Introduzione del Direttore Generale
Quale Inail emerge dalla lettura di questo Report IT 2015? Quale aspetto più autentico rivela di sé dietro il rigore delle analisi, i grafici, le percentuali e gli ormai inevitabili inglesismi? La risposta a questa domanda non si limita all’immagine di un Istituto che sta certamente scommettendo sulla digitalizzazione con la quale tutte le pubbliche amministrazioni italiane sono chiamate a confrontarsi.
Cogliere questa sola dimensione sarebbe riduttivo, così come concentrarsi esclusivamente sulle opportunità performanti già realizzate e su quelle future di cui pure si intravede l’approdo.

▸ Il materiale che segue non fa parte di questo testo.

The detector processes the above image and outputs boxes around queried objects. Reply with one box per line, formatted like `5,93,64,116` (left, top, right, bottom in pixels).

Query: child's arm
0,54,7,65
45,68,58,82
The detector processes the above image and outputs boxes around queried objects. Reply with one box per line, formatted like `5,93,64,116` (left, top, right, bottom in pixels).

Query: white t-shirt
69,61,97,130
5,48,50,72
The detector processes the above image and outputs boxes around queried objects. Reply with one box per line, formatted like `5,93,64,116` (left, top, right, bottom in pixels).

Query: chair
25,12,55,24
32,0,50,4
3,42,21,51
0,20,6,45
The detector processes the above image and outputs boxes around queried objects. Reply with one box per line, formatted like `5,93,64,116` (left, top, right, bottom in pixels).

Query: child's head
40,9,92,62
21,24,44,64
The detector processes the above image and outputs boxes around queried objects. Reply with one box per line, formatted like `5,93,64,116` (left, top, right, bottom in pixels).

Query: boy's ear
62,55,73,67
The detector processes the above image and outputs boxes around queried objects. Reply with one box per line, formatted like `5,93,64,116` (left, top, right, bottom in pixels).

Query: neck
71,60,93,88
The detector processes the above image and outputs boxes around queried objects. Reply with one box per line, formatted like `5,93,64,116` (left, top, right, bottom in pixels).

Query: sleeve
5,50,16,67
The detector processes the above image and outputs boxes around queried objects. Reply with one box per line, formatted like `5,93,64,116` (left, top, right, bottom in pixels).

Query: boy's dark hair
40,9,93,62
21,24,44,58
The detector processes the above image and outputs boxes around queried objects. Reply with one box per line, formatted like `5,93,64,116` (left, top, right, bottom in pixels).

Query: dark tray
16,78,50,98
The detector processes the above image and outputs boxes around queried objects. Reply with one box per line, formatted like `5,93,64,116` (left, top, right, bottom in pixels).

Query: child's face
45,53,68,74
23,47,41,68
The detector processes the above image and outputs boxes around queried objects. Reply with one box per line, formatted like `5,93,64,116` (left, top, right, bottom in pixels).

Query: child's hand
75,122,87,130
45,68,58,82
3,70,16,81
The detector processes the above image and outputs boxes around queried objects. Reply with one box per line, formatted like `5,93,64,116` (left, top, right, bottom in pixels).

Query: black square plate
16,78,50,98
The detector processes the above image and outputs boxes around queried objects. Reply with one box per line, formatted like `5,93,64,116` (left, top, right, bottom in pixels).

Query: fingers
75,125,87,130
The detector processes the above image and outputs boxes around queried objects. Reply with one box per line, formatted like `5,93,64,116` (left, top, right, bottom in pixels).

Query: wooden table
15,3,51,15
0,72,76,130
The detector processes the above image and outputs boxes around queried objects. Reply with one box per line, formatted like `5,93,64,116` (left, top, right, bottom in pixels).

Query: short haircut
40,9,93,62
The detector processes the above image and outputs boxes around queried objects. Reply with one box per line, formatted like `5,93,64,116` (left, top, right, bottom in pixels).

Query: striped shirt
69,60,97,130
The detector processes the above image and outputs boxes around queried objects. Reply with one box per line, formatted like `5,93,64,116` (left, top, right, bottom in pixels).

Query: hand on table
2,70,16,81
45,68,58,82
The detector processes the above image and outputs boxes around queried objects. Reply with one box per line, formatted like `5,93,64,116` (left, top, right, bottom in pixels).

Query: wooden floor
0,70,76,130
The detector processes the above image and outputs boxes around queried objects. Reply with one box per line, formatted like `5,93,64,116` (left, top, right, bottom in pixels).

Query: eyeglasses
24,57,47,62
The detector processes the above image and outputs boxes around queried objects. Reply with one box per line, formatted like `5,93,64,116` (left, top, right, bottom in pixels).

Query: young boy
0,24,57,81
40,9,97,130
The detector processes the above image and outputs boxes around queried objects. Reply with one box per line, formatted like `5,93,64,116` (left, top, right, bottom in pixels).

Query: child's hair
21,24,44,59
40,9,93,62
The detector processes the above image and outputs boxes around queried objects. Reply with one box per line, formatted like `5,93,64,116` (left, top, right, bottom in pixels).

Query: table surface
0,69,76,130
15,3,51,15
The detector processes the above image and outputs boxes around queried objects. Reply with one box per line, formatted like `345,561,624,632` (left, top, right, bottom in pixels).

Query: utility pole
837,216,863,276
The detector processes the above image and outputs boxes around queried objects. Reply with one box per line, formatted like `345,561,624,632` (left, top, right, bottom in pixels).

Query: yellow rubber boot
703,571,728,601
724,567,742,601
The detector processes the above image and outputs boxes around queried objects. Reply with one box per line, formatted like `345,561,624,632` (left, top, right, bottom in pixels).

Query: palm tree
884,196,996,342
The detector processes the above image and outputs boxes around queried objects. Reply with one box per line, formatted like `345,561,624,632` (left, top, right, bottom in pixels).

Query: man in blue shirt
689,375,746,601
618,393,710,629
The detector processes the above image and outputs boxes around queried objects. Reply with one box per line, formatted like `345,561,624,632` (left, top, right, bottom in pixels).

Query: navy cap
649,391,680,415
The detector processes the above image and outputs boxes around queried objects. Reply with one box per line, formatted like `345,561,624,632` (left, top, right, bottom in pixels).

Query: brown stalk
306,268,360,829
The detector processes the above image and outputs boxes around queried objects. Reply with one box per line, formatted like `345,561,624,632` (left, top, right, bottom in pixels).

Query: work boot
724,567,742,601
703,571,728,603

Credo, invece, che il “vero” Inail raccontato in questo Report sia un Istituto che della digitalizzazione sta sapendo cogliere il suo tratto più sostanziale: quello di uno strumento indispensabile per incrementare la qualità e la portata di governance dei suoi processi, ma solo se posto al servizio della persona.
Giunti alla metà del Piano strategico IT 2014-2016, i primi bilanci ci dicono che quanto è stato fatto risponde in modo coerente a questo approccio, complesso, faticoso, ma certamente importante.
L’Inail di oggi è, infatti, una casa impegnata in un poderoso processo di ristrutturazione dove, come in ogni radicale fase di cambiamento, traguardi e obiettivi comportano anche ostacoli da superare e problemi da risolvere: disagi inevitabili quando si avvia un cantiere tanto imponente, ma disagi comunque di carattere transitorio sui quali tutti dobbiamo sentirci coinvolti in modo proattivo.
Ciò che stiamo costruendo è destinato, invece, a rimanere nel tempo, ma in costante evoluzione.
I principi dai quali ci si è mossi sono un profondo riassetto organizzativo ed una potente dotazione tecnologica, funzionali e interrelati l’una con l’altro. Il progetto intrapreso sta dando vita a un soggetto pubblico moderno ed efficiente, in grado di ottimizzare tempi e risorse negli adempimenti standardizzati e nella gestione amministrativa e in grado di “liberare” le professionalità dei suoi dipendenti – e il loro insostituibile valore aggiunto – a favore di una doverosa “logica di vicinanza” e di un rapporto diretto che sono il solo approccio possibile per un Istituto dove l’uomo è, e rimane, al centro di tutto.
Per ciò, dovendo suggerire una chiave di analisi che accompagni chi si accinge alla lettura di questo Report, non posso che rimarcare la specificità del “pensare digitale” dell’Inail: un “pensare digitale” dove fattori strategici quali “velocizzazione”, “processi”, “forniture”, “ottimizzazione” e “controllo” sono accumunati da quella straordinaria matrice sociale che rappresenta la vocazione più autentica e, insieme, il tratto caratterizzante di questo grande Istituto.